– Мы ненавидели вас, словно заразу. Все эти годы. Мечтали о том времени, когда вы придете, – а мы сожжем ваши фургоны, убьем лошадей и, стоя над их трупами, выкрикнем собственные имена. Но время шло, а вы не возвращались. Ненависть застывает – не много таких, кто умеет бесконечно поддерживать ее. Мы росли, создавали семьи, сражались и убивали, защищая их. Родились у нас дети, смех которых вытапливал жар из сердец. Осталась пустота. Даже когда вы вернулись… когда выехали на возвышенность… ненависть и злость вернулись, но на короткое время. Если бы вы вернулись и снова сбежали, мы бы не преследовали вас. Сражались бы с вами, но без того гнева, который мы надеялись найти. Но как… как нам было сказать, что это мы? И кому нужно было это говорить? Тем, кто выбрал лошадей вместо собственных детей? Даже когда нет гнева, остается гордость.
Кей’ла чувствует прикосновение. Саонра прячет лицо в ее волосах.
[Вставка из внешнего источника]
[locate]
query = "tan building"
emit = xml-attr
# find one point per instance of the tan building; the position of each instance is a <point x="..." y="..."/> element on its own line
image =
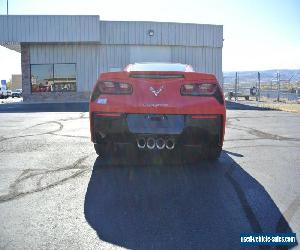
<point x="16" y="82"/>
<point x="62" y="56"/>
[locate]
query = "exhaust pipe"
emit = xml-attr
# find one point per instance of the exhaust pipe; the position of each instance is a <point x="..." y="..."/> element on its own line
<point x="151" y="143"/>
<point x="160" y="143"/>
<point x="141" y="142"/>
<point x="170" y="143"/>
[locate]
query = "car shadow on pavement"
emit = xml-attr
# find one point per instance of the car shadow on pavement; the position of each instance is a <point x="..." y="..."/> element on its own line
<point x="155" y="202"/>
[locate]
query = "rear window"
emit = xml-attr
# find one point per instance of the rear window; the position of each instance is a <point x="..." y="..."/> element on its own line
<point x="155" y="76"/>
<point x="159" y="67"/>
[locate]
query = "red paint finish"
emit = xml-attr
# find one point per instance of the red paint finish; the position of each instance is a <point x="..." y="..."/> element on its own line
<point x="159" y="95"/>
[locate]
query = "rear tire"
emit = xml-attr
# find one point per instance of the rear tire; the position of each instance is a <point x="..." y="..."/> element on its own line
<point x="213" y="152"/>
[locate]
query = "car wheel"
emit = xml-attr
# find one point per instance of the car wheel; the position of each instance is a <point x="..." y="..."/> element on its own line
<point x="101" y="149"/>
<point x="213" y="152"/>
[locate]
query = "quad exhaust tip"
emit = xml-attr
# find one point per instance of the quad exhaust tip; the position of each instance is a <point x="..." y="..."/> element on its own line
<point x="151" y="143"/>
<point x="141" y="142"/>
<point x="170" y="143"/>
<point x="159" y="143"/>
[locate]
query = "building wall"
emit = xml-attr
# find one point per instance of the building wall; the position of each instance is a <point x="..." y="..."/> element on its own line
<point x="93" y="59"/>
<point x="16" y="82"/>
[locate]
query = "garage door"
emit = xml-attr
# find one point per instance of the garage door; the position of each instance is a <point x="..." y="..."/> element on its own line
<point x="150" y="54"/>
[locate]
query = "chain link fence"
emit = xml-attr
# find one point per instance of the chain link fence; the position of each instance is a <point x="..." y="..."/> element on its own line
<point x="258" y="86"/>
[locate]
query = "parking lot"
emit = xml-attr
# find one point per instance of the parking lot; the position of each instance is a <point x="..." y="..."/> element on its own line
<point x="56" y="194"/>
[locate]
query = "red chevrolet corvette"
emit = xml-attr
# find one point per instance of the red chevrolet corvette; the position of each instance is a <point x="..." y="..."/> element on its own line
<point x="158" y="106"/>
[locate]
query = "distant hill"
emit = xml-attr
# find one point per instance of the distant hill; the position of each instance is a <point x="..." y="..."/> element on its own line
<point x="266" y="75"/>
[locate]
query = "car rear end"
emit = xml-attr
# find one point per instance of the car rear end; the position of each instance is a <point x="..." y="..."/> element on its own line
<point x="158" y="110"/>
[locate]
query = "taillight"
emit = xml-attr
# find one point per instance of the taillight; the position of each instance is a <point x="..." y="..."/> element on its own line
<point x="114" y="88"/>
<point x="111" y="88"/>
<point x="198" y="89"/>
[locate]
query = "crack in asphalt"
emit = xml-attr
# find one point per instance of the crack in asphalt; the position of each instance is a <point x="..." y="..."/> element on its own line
<point x="37" y="134"/>
<point x="260" y="134"/>
<point x="38" y="175"/>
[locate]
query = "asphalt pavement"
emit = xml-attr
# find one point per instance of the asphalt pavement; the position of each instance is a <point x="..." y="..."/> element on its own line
<point x="55" y="193"/>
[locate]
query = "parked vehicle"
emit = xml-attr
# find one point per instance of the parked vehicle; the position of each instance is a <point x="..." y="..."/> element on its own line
<point x="17" y="93"/>
<point x="158" y="106"/>
<point x="3" y="93"/>
<point x="232" y="94"/>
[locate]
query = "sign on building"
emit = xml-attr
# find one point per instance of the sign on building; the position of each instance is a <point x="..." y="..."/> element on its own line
<point x="3" y="84"/>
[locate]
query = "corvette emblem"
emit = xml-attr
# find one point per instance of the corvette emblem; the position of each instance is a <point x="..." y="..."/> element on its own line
<point x="156" y="91"/>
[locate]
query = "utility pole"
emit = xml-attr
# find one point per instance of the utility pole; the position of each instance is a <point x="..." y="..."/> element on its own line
<point x="278" y="86"/>
<point x="235" y="87"/>
<point x="258" y="87"/>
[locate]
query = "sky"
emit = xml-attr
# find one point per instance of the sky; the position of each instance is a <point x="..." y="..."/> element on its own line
<point x="258" y="35"/>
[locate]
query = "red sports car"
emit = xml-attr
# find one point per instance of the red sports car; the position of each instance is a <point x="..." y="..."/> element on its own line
<point x="158" y="106"/>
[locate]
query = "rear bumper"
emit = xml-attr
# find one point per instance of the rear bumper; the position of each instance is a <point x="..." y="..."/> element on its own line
<point x="186" y="129"/>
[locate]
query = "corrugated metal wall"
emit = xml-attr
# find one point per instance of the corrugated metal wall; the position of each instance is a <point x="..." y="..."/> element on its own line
<point x="93" y="59"/>
<point x="21" y="28"/>
<point x="85" y="57"/>
<point x="120" y="32"/>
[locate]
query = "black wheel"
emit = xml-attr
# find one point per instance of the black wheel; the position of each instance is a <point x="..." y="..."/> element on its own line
<point x="101" y="149"/>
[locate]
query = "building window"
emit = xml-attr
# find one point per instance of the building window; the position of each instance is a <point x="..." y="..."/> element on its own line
<point x="59" y="77"/>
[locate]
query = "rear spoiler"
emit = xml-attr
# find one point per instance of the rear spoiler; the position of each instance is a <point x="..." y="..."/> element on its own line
<point x="193" y="76"/>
– А она там висела… Мой муж забрал ее из лагеря Дару Кредо, такую маленькую и такую смелую, она сражалась, даже когда руки у нее были связны… А потом она пыталась сбежать, наверняка чтобы вас предупредить, а ее поймали и повесили на крюках. Мы сказали: что ж, не наше дело, все равно она тотчас примется хныкать и молить о стреле… Она сама виновата.
Что-то горячее пробрало ей затылок.
– Она висела там так долго, что родовые духи сахрендеев пришли к ней. Им было интересно, кого воспитала империя. Интересно, плачет ли она над грехами своих предков. Хотели увидеть ее боль. А потом… началась битва, и пришли ваши духи, погибших воинов, и что-то изменилось. Не все уходят в Дом Сна: те, у кого еще есть незавершенное дело, остаются… И тогда впервые со времени, когда вы покинули возвышенность, духи верданно и сахрендеев встретились в одном месте. Под треногой, на которой умирал ребенок. А мы смотрели и удивлялись, отчего она до сих пор не молит о милости. Но – смотрели и видели себя, какими мы были годы назад, покинутые и обреченные на смерть. Мы даже предложили ей помощь… железный наконечник на длинном древке. А родовые духи все не приходили к родовым столпам, хоть мы и ждали. И снова в нас зародился гнев. А я поехала под треногу, чтобы дать ей отдых. Простите… простите… простите…
«Значит, затем-то был ей нужен тогда нож», – улыбнулась Кей’ла и шевельнула рукою: «Ничего не случилось».
– Я дотронулась до одной из жердей, и они ко мне пришли. Духи. И показали мне правду.
Правду? Толпа вокруг густеет. Люди тянутся из соседних Лепестков, перепрыгивают повозки, идут, покачиваясь, словно в пьяном ошеломлении, мужчины и женщины, главным образом те, кто помнил Кровавый Марш. Есть в них какая-то хрупкость и беспомощность, глаза их пусты, лица – безоружны.